Jorge Berrio

Personal information
- Full name: Jorge Omar Berrio Romano
- Date of birth: May 30, 1951 (age 74)
- Place of birth: Buenos Aires, Argentina
- Position(s): Defender

Youth career
- River Plate

Senior career*
- Years: Team / Apps / (Gls)
- 1971–1973: River Plate / 11 / (0)
- 1971: → Juventud Antoniana (loan)
- 1973: → San Martín Tucumán (loan) / 9 / (0)
- 1974: Magallanes / 34 / (1)
- 1975: Everton / 32 / (1)
- 1976: Santiago Wanderers / 27 / (2)
- 1977: Audax Italiano / 32 / (3)
- 1978: Universidad Católica / 27 / (0)
- 1979: Memphis Rogues / 12 / (0)
- 1979–1980: Memphis Rogues (indoor)
- 1980: Memphis Rogues / 15 / (0)
- 1980–1981: Jacksonville Tea Men (indoor) / 16 / (1)
- 1981: Jacksonville Tea Men / 32 / (3)
- 1981–1982: Jacksonville Tea Men (indoor)
- 1982: Jacksonville Tea Men / 18 / (0)
- 1983: Tulsa Roughnecks (indoor) / 2 / (1)
- 1983: Jacksonville Tea Men
- 1983–1984: Tulsa Roughnecks (indoor) / 7 / (0)
- 1984: Jacksonville Tea Men
- 1985–1986: Atlanta / 14 / (1)

= Jorge Berrio =

Argentine footballer

Jorge Omar Berrio Romano is a former Argentine association football defender who played five seasons in the North American Soccer League.

==Career==
A product of River Plate, Berrio played in Argentina and Chile before emigrating to the United States.

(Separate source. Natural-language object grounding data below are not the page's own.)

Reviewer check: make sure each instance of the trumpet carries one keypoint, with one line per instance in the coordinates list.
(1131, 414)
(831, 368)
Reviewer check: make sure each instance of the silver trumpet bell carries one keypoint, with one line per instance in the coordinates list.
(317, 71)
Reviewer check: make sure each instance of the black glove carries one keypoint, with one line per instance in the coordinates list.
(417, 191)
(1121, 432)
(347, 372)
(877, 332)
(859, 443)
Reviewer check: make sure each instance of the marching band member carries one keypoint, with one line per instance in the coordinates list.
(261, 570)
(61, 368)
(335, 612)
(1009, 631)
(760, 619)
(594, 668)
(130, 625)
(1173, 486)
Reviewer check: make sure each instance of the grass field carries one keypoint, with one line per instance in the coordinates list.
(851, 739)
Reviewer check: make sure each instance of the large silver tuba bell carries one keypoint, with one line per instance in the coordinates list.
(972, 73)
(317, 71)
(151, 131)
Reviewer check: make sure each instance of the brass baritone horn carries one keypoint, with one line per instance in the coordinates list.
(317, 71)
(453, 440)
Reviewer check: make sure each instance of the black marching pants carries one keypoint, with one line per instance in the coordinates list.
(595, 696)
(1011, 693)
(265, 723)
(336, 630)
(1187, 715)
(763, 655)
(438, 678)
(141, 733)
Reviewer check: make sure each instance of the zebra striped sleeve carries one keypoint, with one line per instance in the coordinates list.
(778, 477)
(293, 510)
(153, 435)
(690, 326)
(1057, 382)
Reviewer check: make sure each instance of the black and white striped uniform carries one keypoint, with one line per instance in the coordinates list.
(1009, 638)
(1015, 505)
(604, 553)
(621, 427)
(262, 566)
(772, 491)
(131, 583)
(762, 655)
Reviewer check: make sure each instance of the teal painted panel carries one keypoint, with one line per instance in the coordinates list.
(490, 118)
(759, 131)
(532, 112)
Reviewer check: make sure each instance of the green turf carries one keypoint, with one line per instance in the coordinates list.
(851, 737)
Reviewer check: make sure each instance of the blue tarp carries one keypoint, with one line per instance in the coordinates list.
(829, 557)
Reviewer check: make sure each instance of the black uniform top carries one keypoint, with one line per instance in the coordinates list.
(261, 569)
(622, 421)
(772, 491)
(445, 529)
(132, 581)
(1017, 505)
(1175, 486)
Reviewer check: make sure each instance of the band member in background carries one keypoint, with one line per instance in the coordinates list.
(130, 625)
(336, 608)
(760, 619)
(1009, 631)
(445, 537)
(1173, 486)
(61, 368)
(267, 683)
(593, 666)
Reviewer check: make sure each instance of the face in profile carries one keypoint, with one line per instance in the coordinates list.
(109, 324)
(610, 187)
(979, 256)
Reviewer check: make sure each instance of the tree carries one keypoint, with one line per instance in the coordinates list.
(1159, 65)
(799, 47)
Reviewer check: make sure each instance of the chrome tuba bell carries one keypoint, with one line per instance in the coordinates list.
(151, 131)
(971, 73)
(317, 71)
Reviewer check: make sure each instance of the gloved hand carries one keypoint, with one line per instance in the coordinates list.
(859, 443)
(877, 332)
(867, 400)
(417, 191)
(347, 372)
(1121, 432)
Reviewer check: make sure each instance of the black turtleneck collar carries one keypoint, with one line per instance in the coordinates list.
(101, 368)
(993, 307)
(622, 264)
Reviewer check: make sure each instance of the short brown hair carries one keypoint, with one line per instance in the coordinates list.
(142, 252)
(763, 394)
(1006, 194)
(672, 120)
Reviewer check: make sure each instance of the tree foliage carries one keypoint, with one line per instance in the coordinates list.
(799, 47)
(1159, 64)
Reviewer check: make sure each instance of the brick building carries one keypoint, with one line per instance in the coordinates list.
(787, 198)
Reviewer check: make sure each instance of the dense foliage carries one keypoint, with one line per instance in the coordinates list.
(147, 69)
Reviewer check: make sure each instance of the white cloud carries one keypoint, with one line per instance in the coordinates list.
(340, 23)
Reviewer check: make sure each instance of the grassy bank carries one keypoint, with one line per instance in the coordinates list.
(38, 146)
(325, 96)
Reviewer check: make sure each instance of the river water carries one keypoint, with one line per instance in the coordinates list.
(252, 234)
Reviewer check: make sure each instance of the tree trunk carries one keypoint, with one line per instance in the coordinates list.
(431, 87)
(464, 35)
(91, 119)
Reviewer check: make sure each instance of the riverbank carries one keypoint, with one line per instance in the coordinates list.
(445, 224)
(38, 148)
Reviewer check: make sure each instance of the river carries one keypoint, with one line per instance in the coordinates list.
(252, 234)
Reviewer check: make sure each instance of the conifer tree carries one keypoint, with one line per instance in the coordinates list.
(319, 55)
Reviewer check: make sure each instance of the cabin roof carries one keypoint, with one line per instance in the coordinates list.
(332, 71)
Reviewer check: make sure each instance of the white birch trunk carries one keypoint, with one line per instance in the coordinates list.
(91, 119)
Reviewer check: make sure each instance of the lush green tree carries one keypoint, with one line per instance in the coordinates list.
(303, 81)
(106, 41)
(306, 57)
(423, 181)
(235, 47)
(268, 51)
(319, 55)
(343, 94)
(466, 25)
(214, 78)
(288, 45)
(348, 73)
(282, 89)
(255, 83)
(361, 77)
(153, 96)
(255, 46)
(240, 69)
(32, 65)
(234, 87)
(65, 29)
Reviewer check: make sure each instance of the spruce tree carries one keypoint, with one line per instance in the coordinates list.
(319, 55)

In Chile, he played for Magallanes, Everton, Santiago Wanderers, Audax Italiano and Universidad Católica.

In 1979, Berrio signed with the Memphis Rogues of the North American Soccer League. In the fall of 1980, he moved to the Jacksonville Tea Men and played the 1980–1981 NASL indoor season followed by two outdoor NASL seasons. In 1983, the Tea Men moved to the second division American Soccer League, winning the title. He then played one NASL indoor season with the Tulsa Roughnecks in 1983–1984. In 1984, Berrio played one last season with the Tea Men, this time in the United Soccer League.

Back in Argentina, Berrio ended his career with Atlanta.